His father had looked at him that way a long, long time ago. And once more Judas was there, sitting at the rough-hewed table in the small kitchen. The tiny bottle of fragrant oil sitting like a pillar between his modestly dressed father and him.

“What were you thinking?” his father had asked. “It was all we had.”

Judas stared at the tiny white bottle. It had seemed the right thing to do as he’d wandered like a shadow among the mourners, friends, and family members who’d come to pay their respects to the dead woman laying on the makeshift table in the front room of their small house.

She didn’t look much like his mother anymore. His mother had been vivacious, her brown eyes twinkling with merriment. But he knew that once her spirit had dwelled in that unmoving flesh, and staring at her pale lifeless hands, he’d felt the pull--the nagging, aching need in his chest--to do something… special.

And so he’d taken the money. He knew his father had kept it in the clay jar beneath the bed that he’d shared with Judas’ mother for more than twelve years. He hadn’t even thought about what his father would say. He’d assumed he’d be pleased, glad, joyous even that his son had honored his wife in such a noble manner, paying tribute to her life.

The aroma of it was what sold him on the curved white bottle when the merchant had presented his wares.
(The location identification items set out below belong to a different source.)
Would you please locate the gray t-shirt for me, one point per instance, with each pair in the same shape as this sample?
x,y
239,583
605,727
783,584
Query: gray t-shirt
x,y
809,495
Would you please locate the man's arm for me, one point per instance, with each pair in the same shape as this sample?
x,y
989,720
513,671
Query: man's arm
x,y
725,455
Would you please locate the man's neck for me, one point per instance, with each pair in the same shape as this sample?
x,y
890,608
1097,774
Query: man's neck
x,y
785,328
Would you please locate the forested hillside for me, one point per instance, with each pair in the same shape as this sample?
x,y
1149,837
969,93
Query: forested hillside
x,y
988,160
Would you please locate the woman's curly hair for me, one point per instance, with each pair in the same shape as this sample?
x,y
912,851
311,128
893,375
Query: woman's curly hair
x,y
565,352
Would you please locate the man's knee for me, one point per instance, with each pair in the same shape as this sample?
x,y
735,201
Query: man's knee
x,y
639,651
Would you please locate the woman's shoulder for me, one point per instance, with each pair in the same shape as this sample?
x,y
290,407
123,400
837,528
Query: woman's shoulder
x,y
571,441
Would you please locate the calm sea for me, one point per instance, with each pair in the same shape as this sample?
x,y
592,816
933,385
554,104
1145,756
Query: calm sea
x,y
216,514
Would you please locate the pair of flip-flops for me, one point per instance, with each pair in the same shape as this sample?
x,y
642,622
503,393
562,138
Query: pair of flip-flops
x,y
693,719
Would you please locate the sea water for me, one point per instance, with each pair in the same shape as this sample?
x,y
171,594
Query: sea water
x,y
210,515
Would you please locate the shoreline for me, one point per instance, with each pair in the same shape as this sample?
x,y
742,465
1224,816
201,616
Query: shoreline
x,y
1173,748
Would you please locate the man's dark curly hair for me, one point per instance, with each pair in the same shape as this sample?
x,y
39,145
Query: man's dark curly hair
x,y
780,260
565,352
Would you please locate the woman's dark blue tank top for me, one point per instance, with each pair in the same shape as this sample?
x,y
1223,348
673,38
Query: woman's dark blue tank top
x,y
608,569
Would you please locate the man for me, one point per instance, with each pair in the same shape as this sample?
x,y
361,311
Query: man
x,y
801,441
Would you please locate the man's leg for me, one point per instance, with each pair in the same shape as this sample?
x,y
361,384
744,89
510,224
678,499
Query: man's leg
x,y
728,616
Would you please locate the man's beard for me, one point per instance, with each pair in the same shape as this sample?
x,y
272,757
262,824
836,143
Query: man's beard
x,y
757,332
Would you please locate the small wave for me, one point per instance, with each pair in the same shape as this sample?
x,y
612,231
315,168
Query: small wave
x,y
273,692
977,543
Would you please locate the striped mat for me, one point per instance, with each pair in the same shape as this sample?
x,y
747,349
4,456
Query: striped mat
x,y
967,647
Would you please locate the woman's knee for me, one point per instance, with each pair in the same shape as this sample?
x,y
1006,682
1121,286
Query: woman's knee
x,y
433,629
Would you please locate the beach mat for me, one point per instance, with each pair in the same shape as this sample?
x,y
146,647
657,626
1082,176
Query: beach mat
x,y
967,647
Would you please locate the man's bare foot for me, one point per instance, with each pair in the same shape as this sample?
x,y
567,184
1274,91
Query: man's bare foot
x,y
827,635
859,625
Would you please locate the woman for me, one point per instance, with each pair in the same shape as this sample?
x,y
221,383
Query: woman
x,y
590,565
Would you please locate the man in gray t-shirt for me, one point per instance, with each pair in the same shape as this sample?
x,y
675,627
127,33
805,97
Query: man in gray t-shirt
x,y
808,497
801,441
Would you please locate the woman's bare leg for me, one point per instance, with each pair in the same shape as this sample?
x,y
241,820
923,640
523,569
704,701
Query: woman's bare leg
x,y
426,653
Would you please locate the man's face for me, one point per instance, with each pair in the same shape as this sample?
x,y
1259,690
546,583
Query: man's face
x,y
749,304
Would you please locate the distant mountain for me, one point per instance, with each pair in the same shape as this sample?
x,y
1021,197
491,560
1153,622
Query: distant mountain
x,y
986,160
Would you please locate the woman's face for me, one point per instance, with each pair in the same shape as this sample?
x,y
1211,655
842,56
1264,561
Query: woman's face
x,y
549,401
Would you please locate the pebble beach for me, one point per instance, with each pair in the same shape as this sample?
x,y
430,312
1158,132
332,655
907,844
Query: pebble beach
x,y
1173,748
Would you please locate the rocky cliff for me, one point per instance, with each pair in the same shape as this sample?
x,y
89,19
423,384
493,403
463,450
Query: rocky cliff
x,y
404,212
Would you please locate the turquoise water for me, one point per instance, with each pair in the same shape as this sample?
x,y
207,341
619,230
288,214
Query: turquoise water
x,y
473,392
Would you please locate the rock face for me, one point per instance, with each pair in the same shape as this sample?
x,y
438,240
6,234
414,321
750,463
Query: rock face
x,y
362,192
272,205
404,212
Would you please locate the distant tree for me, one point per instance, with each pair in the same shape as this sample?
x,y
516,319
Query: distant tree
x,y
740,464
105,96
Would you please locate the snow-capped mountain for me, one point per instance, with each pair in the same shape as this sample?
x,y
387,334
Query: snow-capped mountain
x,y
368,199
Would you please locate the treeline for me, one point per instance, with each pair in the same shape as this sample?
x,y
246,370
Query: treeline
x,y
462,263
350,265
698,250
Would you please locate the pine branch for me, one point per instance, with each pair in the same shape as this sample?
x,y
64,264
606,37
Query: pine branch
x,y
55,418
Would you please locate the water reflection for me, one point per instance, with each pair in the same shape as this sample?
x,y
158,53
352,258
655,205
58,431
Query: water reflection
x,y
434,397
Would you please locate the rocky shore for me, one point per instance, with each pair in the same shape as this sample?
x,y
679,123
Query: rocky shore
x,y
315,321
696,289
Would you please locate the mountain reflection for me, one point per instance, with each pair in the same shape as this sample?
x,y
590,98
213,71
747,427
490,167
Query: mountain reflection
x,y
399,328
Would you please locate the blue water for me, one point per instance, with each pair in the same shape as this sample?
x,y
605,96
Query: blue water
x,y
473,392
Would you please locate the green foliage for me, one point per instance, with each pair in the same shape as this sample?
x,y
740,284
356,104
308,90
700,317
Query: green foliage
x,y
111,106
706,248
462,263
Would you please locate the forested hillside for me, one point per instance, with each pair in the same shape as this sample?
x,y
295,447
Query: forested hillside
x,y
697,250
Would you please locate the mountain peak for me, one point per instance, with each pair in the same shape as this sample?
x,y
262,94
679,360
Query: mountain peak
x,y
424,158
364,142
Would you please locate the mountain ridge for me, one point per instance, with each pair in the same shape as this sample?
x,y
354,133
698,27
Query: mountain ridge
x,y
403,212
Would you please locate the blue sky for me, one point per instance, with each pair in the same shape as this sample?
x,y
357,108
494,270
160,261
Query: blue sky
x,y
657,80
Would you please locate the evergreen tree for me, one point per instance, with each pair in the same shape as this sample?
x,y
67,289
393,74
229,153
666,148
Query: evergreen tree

It was something she would have worn if she’d ever been able to buy any perfume of her own.

As he sat at the table, his father staring at him incredulous, the lingering scent floated to him, swimming in his head like a sea of flowers. “I wanted to honor her,” he whispered.

“She’s dead! How does wasting a full bottle of nard on a corpse honor her? How could you be so stupid and irresponsible?”

The tears had threatened him then, threatened to overwhelm him in their flood, but he somehow stemmed their tide.

His father had thrust the bottle back into his quivering hand. “You’ll take it back,” he’d said. “Take it back to the merchant and get our money back.”

And together they’d marched down to the market, his father leading like a chieftain going to war. The battle had been fierce, but in the end his father had won.

As they’d exited the tiny shop, the lingering sweetness of burning oils clinging to their robes, Judas had glanced back at the merchant. He’d expected to see anger on the man’s face, rage at his lost profit. What he saw instead was pity.

Judas had lifted his chin then, lifted it in defiance, and followed his father out.

“Judas,” the Teacher’s voice returned him to the present, the girl, and the expectant gathering of dinner guests. “Leave her alone.”

“Teacher,” Judas protested, “that bottle was worth more than most men make in a year. The number of people you could have fed from its sale--“

“--will always be there. And they will always be hungry,” the Teacher finished.

All the eyes in the crowd were now singling Judas out, and he felt their embarrassment for him. The honeyed repugnance of the cloying perfume choked him. “Teacher--“

“My time is short and she has honored me,” the Teacher said. “She has honored my death.”

Judas stared from the Teacher to the girl beside him, her head downcast and staring at the small white bottle clasped in her hands.

Slowly, Judas slumped back into his seat.

The joviality returned to the room. Stories were exchanged, wine was poured, and food was consumed. But the bouquet of perfume remained, as did the girl who seemed glued to the floor at the Teacher’s feet.

Only one person in the room noticed when he slipped out a few minutes later. Judas burst out into the night, gasping for air unclogged by the nauseating scent of the house. But even as he turned and began to walk--purpose shifting his stride and decision altering his path--the smell lingered in his head like an egregious shadow.

“Waste,” he cursed the darkness. “All of it, a waste.”